Indexation et connexion

IBOVAL : qu’est ce que c’est ?

Intérêts de l’indexation

L’éleveur s’intéresse, chez un animal reproducteur, à ce qu’il va transmettre à ses descendants, c'est-à-dire la part de la performance qui est d’origine génétique. En effet, une performance peut être influencée par un certain nombre de facteurs non génétiques (effets du milieu : alimentation, température…), qui ne se transmettent pas des parents aux descendants.

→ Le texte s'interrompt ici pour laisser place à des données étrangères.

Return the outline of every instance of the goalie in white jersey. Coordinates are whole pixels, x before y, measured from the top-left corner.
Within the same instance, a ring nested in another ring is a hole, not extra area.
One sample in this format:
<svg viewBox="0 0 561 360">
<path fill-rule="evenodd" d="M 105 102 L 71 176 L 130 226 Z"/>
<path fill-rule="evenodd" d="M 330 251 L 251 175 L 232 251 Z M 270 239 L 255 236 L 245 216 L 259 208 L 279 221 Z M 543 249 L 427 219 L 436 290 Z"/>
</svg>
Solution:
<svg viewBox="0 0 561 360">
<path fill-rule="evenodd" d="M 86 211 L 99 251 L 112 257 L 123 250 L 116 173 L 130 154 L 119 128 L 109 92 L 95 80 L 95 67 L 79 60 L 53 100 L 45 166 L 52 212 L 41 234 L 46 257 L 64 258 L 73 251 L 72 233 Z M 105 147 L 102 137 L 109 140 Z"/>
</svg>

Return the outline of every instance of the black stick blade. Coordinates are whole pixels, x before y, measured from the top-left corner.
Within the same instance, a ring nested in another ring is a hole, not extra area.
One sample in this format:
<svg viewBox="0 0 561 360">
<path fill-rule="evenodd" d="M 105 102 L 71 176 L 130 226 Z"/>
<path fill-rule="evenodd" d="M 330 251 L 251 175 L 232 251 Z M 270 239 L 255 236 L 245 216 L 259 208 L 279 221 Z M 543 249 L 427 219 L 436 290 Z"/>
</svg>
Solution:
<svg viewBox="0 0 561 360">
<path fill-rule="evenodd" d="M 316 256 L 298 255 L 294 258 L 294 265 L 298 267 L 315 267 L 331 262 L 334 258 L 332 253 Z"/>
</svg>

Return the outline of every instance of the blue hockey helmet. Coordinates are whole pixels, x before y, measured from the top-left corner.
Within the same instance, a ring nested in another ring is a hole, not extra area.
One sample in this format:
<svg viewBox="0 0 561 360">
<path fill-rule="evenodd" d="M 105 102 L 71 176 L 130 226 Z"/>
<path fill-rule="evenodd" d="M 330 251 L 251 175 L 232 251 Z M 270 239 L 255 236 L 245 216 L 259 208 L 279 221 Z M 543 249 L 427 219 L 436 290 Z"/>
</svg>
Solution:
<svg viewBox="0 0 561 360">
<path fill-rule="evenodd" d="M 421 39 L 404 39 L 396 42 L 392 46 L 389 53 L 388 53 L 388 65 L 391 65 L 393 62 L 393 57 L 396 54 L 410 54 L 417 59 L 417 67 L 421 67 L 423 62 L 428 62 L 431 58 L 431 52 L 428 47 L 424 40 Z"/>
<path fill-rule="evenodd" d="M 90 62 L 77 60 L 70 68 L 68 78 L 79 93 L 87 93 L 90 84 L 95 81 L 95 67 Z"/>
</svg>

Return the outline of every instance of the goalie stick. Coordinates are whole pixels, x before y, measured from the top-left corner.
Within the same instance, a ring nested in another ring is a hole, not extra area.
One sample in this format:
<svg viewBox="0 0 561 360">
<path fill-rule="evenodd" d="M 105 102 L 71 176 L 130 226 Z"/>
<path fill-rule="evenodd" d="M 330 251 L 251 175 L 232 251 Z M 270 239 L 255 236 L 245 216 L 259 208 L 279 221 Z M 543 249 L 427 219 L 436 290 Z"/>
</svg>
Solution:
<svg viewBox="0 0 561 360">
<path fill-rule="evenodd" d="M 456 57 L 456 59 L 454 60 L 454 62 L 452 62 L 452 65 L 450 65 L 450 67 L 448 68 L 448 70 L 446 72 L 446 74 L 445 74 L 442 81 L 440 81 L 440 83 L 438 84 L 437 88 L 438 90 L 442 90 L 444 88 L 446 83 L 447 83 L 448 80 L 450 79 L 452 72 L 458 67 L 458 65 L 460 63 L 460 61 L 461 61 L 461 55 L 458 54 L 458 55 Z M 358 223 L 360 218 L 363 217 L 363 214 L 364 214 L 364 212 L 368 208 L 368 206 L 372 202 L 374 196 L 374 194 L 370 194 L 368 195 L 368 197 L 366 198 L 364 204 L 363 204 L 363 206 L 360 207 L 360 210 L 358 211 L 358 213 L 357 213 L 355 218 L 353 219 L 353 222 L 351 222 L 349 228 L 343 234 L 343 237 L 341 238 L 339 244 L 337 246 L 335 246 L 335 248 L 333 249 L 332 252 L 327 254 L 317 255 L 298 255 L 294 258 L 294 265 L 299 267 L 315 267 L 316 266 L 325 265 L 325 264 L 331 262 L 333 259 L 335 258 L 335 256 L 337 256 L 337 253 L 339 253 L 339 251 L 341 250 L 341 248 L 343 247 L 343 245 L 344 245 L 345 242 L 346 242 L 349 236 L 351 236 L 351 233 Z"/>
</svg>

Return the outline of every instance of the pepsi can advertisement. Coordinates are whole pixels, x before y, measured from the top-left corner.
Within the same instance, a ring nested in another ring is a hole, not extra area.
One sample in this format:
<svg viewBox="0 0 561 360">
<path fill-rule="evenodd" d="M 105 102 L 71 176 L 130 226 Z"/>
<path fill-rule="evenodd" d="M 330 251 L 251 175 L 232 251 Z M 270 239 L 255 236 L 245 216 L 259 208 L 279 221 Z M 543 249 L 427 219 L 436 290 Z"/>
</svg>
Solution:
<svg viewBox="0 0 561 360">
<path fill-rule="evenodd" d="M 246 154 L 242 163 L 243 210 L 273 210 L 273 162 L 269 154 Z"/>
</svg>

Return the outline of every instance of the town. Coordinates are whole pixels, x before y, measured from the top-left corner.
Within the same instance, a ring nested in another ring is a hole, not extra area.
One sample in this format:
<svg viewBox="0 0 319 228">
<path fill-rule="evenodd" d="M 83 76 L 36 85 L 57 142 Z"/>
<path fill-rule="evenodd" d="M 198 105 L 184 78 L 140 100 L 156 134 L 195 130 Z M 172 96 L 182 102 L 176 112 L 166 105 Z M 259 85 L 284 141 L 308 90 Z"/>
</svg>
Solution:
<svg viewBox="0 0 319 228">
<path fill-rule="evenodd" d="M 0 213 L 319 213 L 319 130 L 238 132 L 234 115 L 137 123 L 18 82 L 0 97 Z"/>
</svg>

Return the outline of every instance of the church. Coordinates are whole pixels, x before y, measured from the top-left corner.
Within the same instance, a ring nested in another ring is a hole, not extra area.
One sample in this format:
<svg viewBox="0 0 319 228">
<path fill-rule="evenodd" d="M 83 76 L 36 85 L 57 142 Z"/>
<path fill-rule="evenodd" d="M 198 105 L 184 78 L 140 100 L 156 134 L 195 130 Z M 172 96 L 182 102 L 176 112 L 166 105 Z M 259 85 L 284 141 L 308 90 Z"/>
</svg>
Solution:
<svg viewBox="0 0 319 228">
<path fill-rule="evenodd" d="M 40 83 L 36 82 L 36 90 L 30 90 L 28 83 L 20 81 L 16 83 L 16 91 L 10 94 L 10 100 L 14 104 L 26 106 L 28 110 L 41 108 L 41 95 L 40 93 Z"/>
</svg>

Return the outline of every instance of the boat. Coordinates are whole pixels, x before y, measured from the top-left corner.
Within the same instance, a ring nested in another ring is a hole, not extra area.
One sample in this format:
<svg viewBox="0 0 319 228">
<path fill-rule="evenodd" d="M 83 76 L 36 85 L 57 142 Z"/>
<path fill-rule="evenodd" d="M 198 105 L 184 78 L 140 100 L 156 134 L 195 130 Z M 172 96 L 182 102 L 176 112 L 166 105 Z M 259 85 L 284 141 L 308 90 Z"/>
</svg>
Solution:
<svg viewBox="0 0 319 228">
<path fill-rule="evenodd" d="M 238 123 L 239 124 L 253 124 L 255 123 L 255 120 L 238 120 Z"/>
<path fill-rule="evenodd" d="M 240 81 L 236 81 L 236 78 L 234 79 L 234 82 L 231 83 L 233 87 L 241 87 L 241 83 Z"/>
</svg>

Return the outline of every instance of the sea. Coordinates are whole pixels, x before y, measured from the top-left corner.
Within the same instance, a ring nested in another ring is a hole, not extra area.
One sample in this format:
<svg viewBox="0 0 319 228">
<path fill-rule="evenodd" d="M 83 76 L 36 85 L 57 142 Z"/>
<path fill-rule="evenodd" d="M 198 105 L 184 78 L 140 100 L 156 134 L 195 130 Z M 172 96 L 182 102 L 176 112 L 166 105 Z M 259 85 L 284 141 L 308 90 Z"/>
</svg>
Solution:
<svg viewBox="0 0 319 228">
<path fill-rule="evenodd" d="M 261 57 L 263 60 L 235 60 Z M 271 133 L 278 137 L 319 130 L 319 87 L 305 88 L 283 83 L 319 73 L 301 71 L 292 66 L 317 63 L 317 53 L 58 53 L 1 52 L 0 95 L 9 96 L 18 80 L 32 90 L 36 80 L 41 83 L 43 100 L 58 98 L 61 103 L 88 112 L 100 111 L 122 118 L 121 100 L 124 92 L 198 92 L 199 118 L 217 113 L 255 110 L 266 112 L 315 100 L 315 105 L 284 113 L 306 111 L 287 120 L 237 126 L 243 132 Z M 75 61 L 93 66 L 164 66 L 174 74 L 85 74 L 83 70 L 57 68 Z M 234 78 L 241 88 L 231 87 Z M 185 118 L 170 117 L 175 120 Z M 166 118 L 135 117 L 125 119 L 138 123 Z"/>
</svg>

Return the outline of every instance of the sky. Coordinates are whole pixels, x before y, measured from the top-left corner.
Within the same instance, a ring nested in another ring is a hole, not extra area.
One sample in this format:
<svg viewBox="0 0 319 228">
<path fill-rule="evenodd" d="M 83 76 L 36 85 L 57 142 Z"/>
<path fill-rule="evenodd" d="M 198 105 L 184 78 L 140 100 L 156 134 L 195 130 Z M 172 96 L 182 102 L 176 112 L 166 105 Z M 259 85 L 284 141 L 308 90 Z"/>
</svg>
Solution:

L’évaluation de cette valeur génétique se fait grâce à l’indexation des animaux, pour des caractères ayant un intérêt technique et économique. Le calcul des index est établi à partir des performances de l’animal, en tenant compte des liens de parenté existant entre les animaux. L’indexation est ainsi une prédiction, réalisée en fonction des informations disponibles à un moment donné, et peut donc évoluer dans le temps. Un index est donné par rapport à une base de référence : si cette base change, les index peuvent également évoluer.

Les index sont ainsi un outil pour sélectionner les animaux, c'est-à-dire les classer afin de ne retenir que les meilleurs pour un caractère donné.

Proposée en 1991, IBOVAL est la méthode d’évaluation génétique des bovins de race à viande, utilisant les informations du contrôle de performances en ferme de la naissance au sevrage. L’indexation repose donc sur une gestion cohérente et nationale des données d’identification et de contrôle de performances en ferme. Elle concerne tous les élevages contrôlés en France et au Luxembourg.

Méthode

Pour qu’un index corresponde à la valeur génétique la plus probable d’un animal, il faut tenir compte de tous les facteurs qui agissent sur le résultat d’une performance

(effets génétiques et non génétiques). En effet, le potentiel génétique d’un animal s’exprimera différemment en fonction des conditions d’élevage par exemple

. Pour le calcul des index, qui sont l’estimation de la valeur génétique d’un animal, les performances doivent donc être " corrigées " des effets du milieu.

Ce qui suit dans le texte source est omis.